Let $\tau$ be a linear map on a finite dimensional complex vector space. Clearly, if $\lambda$ is an eigenvalue of $\tau$ then $\lambda^n$ is an eigenvalue of $\tau^n$, for any natural (integer, on condition $\tau$ is invertible) number $n$. It easily follows from Jordan theorem, that every eigenvalue of $\tau^n$ has to be of the form $\lambda^n$.

I have to convince students who have only basic knowledge about linear algebra that the above statement is true.
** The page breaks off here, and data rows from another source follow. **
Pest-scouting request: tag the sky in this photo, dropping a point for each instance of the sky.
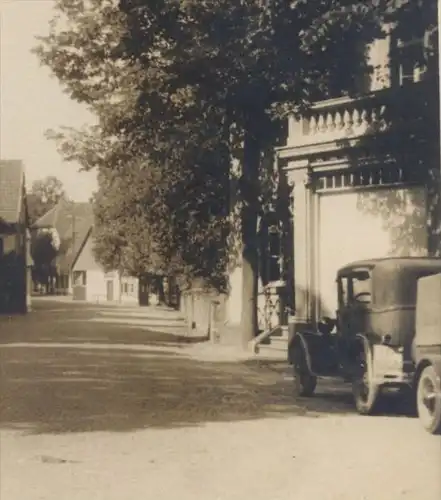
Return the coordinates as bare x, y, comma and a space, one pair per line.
31, 101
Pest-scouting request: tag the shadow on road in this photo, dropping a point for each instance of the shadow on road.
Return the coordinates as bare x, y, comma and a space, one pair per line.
71, 374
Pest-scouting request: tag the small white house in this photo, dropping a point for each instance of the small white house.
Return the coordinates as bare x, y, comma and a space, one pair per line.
91, 283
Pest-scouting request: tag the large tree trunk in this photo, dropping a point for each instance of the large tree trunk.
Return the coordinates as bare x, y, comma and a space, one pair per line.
250, 173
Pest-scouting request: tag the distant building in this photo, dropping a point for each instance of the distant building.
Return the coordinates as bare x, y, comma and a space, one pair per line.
91, 283
77, 272
15, 261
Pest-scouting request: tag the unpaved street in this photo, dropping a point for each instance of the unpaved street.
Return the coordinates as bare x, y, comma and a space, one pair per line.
110, 403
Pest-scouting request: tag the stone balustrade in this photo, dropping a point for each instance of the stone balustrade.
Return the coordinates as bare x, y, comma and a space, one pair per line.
338, 119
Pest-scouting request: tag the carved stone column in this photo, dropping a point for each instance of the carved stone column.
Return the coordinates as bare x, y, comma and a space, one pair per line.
298, 173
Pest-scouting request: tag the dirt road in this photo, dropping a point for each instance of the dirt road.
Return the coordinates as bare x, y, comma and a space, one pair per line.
109, 404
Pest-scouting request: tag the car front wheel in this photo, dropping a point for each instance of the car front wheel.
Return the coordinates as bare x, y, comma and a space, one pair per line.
429, 400
365, 391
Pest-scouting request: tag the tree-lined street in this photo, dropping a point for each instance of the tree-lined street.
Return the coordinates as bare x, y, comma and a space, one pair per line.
105, 402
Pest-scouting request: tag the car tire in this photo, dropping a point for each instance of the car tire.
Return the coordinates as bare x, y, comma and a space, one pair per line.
429, 400
364, 390
304, 382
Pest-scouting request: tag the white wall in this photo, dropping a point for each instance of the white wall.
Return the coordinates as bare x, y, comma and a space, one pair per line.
355, 226
96, 286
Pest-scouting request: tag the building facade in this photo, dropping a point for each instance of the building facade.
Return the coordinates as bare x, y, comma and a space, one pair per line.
363, 171
15, 260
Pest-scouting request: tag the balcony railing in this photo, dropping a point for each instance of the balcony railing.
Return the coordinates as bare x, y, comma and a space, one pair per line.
350, 118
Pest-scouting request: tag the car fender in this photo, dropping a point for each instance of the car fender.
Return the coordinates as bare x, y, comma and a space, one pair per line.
434, 361
304, 339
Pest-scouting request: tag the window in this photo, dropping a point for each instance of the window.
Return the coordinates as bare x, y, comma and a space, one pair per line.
355, 288
343, 291
414, 57
79, 278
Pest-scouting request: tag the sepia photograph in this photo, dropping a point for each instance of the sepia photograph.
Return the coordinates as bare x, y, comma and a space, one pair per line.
220, 250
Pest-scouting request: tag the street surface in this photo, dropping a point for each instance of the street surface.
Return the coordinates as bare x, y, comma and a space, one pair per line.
113, 403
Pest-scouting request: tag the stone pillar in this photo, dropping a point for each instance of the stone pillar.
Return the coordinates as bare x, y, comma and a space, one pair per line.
298, 177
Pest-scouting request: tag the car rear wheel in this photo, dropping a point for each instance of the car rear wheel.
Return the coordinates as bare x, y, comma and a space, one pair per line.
304, 382
429, 400
365, 391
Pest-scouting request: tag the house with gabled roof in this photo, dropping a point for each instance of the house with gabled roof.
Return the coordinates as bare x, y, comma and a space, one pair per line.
15, 261
90, 282
69, 223
77, 271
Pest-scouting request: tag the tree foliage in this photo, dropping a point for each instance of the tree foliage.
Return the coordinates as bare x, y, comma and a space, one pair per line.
44, 195
178, 86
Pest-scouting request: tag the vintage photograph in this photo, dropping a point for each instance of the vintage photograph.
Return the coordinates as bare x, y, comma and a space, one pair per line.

Is there any elementary explanation of this fact without using Jordan theorem?

Answer 1

Perhaps you can use: $$\det(\lambda - \tau^n) = \det((-1)^n\prod_{\omega_i:\text{ nth roots of } \lambda} \omega_i - \tau)= (-1)^n\prod_{\omega_i:\text{ nth roots of } \lambda} \det(\omega_i - \tau) $$ by the multiplicativity of the determinant. This righthand side is only zero if for an $i$ $$\det(\omega_i - \tau)=0$$

Answer 2

While I agree with the above comments and answers, here is one more approach that may be a little more low-tech. There is an invertible matrix $A$ such that, $\tau = AUA^{-1}$ where $U$ is upper triangular and $A$ is a product of determinant 1 elementary matrices. The eigenvalues for $U$ are the entries along the diagonal. Also, $\tau^n = AU^n A^{-1}$ and $U^n$ remains upper triangular and it's eigenvalues are in 1-1 correspondence with the nth powers of the eigenvalues for $U$.

The last time I taught linear algebra, we dealt with the matrix $A$ when showing that if $0$ is an eigenvalue for $\tau$, $det(\tau)=0$, so there's a chance it would be a little familiar to your students.

Answer 3

The only gap in Piotr Migdal's answer is the fact that for every eigenvalue $\lambda$ of $A^n$, there is a $\lambda$-eigenvector of $A^n$ which is an eigenvector of $A$. Here is a proof. Let $\lambda$ be an eigenvalue of $A^n$. Let $U$ be the set of all $\lambda$-eigenvectors of $A^n$ (and $0$). It is a subspace. If $A^nv=\lambda v$, then $A^n Av=AA^n v=\lambda Av$, so $AU\subseteq U$. Then $A$ has an eigenvector $u$ in $U$. The end of the proof is as in Migdal's answer. Let $\lambda$ be an eigenvalue of $A^n$. Then (by the above) there exists a non-zero vector $v$ such that $A^nv=\lambda v$ and $Av=\mu v$ for some $\mu$. Then $A^n v=\mu^nv=\lambda v$, so $\lambda=\mu^n$ - every eigenvalue of $A^n$ is the $n$th power of an eigenvalue of $A$.

Comment This proof does use the Fundamental Theorem of algebra: we need to know that every subspace invariant under $A$ contains an eigenvector of $A$. For non-algebraically closed fields, the result is not true of course.

Answer 4

For $v$ being an eigenvector $A v = \lambda v$ we get $$A^n v = A^{n-1} \lambda v = A^{n-2} \lambda^2 v = \ldots = \lambda^n v.$$ Any it holds for any linear operator, not only for your map.

For the converse, you can take a n-th root of an operator using analytic functions, and it maps eigenvalues to their roots.